I’m trying to search for a set of strings in a column in a pandas dataframe and replace with 1 if the strings exist and 0 if they do not.
Per the example below, this works fine on the first pass:
df = pd.DataFrame({'ID':[1,2,3,4], 'Event':['1 Day', '2 Days','3 Days','4 Days']})
df['Event'] = np.where(df['Event'].str.contains('3 Days|4 Days'),1,df['Event'])
df
but when I try and apply the opposite logic and replace the instances where the strings do not exist:
df = pd.DataFrame({'ID':[1,2,3,4], 'Event':['1 Day', '2 Days','3 Days','4 Days']})
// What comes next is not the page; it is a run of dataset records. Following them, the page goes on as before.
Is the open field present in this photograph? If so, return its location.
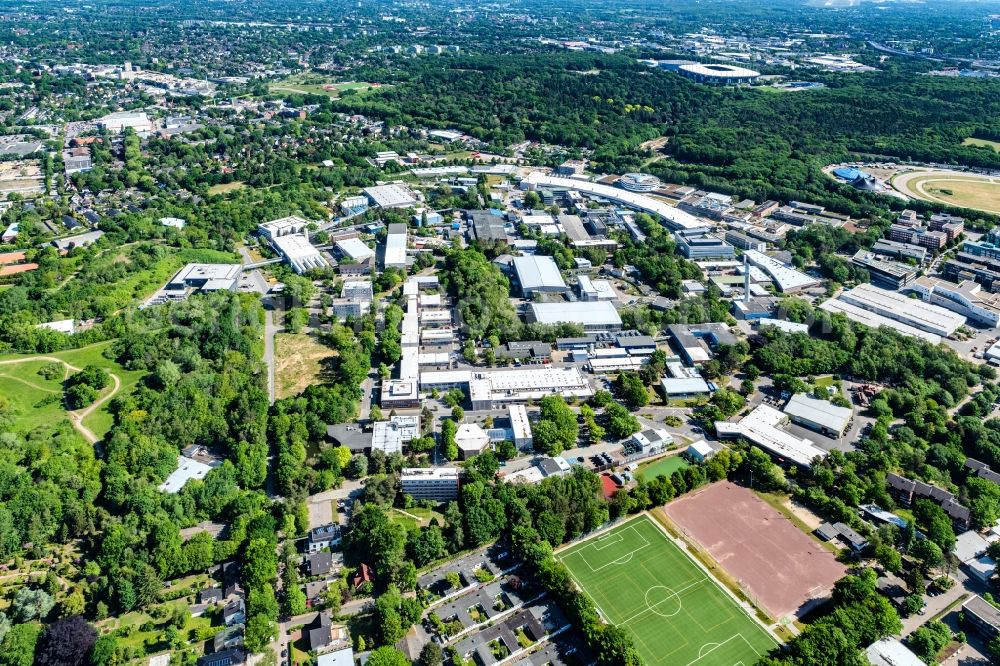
[557,515,776,666]
[269,74,382,98]
[890,169,1000,213]
[208,180,243,196]
[663,481,847,618]
[962,136,1000,153]
[274,333,337,399]
[636,455,688,481]
[0,341,144,438]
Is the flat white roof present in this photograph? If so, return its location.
[757,317,809,333]
[364,185,417,208]
[837,283,965,337]
[743,250,819,292]
[660,377,713,396]
[399,467,460,483]
[335,238,375,262]
[784,393,854,432]
[514,255,566,290]
[715,405,827,467]
[160,456,212,493]
[531,301,622,326]
[258,215,309,236]
[507,405,531,440]
[680,63,760,79]
[521,215,556,227]
[271,234,327,273]
[819,298,941,345]
[865,638,925,666]
[35,319,76,335]
[521,171,705,229]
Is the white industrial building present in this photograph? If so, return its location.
[340,280,375,301]
[514,254,569,298]
[159,456,221,494]
[334,238,375,264]
[905,275,1000,328]
[865,638,925,666]
[577,275,618,301]
[820,284,965,344]
[783,393,854,438]
[97,111,153,134]
[715,405,827,467]
[507,405,535,451]
[372,415,420,454]
[527,301,622,333]
[743,250,820,294]
[382,223,406,270]
[420,367,594,410]
[257,215,329,273]
[272,235,330,273]
[257,215,309,241]
[455,423,490,460]
[677,62,760,86]
[521,171,705,229]
[364,185,417,208]
[399,467,459,502]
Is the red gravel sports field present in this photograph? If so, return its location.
[663,481,847,618]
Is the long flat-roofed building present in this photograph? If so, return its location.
[257,215,329,273]
[715,405,827,467]
[521,171,705,229]
[743,250,820,294]
[783,393,854,437]
[851,250,917,289]
[334,238,375,263]
[907,276,1000,328]
[962,594,1000,640]
[514,255,569,298]
[507,404,535,450]
[382,223,406,270]
[820,284,965,337]
[399,467,459,502]
[527,301,622,333]
[364,185,417,208]
[420,367,594,409]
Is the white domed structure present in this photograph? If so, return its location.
[618,173,660,192]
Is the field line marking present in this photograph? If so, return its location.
[577,525,649,573]
[687,633,744,666]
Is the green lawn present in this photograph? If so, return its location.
[0,340,144,437]
[638,455,688,481]
[556,515,777,666]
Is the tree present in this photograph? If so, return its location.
[11,587,55,622]
[87,634,118,666]
[441,419,458,460]
[243,539,278,588]
[604,402,642,439]
[417,641,444,666]
[243,615,278,652]
[35,615,97,666]
[344,453,368,479]
[615,372,649,409]
[368,645,413,666]
[903,594,924,617]
[875,543,903,573]
[913,499,955,553]
[0,622,42,666]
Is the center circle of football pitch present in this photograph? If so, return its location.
[646,585,681,617]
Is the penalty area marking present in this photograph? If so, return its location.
[687,633,760,666]
[577,525,649,573]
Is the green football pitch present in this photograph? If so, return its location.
[557,515,776,666]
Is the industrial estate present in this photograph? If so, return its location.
[0,0,1000,666]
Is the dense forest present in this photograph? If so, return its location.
[335,51,1000,214]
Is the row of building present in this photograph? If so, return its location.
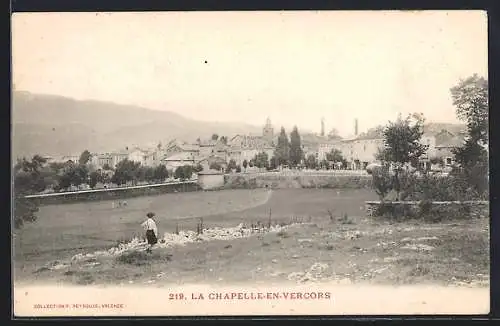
[48,119,464,170]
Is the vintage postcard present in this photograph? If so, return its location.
[12,11,490,317]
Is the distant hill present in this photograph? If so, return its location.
[358,122,466,139]
[12,91,261,158]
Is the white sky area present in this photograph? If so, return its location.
[12,11,488,136]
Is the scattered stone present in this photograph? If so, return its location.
[287,272,305,281]
[401,244,434,251]
[417,237,439,241]
[337,278,352,285]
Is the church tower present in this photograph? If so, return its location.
[262,118,274,142]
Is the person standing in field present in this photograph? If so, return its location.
[141,212,158,252]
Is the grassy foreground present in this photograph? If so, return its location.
[23,216,490,286]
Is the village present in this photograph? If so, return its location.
[36,118,465,192]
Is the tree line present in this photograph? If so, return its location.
[373,74,489,204]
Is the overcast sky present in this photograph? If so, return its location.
[12,11,488,136]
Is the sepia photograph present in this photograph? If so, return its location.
[11,10,490,317]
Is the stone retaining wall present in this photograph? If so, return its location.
[28,182,200,205]
[224,174,372,189]
[365,201,490,219]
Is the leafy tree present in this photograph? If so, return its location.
[111,159,141,185]
[450,74,488,144]
[290,126,304,166]
[274,127,290,165]
[305,154,318,169]
[182,165,193,180]
[319,159,330,170]
[377,114,427,200]
[251,152,269,168]
[12,155,47,229]
[89,171,101,189]
[70,164,89,186]
[209,162,222,171]
[327,128,341,140]
[152,164,168,182]
[193,163,203,173]
[450,74,488,194]
[144,166,156,182]
[226,159,236,173]
[326,149,345,163]
[78,150,92,164]
[174,165,193,181]
[269,155,278,170]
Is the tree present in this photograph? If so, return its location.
[111,159,141,185]
[305,154,317,169]
[251,152,269,169]
[13,155,47,229]
[153,164,168,182]
[326,149,345,163]
[226,159,236,173]
[274,127,290,165]
[290,126,304,166]
[174,165,193,181]
[193,163,203,173]
[377,114,427,200]
[182,165,193,180]
[144,167,156,182]
[209,162,222,171]
[328,128,341,140]
[89,171,100,189]
[78,150,92,164]
[450,74,488,194]
[450,74,488,144]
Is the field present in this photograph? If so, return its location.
[15,189,489,292]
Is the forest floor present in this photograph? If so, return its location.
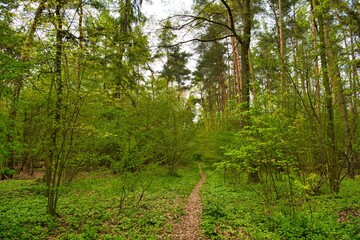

df['Event'] = np.where(df['Event'].str.contains('3 Days|4 Days'),1,df['Event'])
df['Event'] = np.where(~df['Event'].str.contains('3 Days|4 Days'),0,df['Event'])
df
I get this error – TypeError: bad operand type for unary ~: 'float'
I tried using logical operators so the actions would occur simultaneously:
df = pd.DataFrame({'ID':[1,2,3,4], 'Event':['1 Day', '2 Days','3 Days','4 Days']})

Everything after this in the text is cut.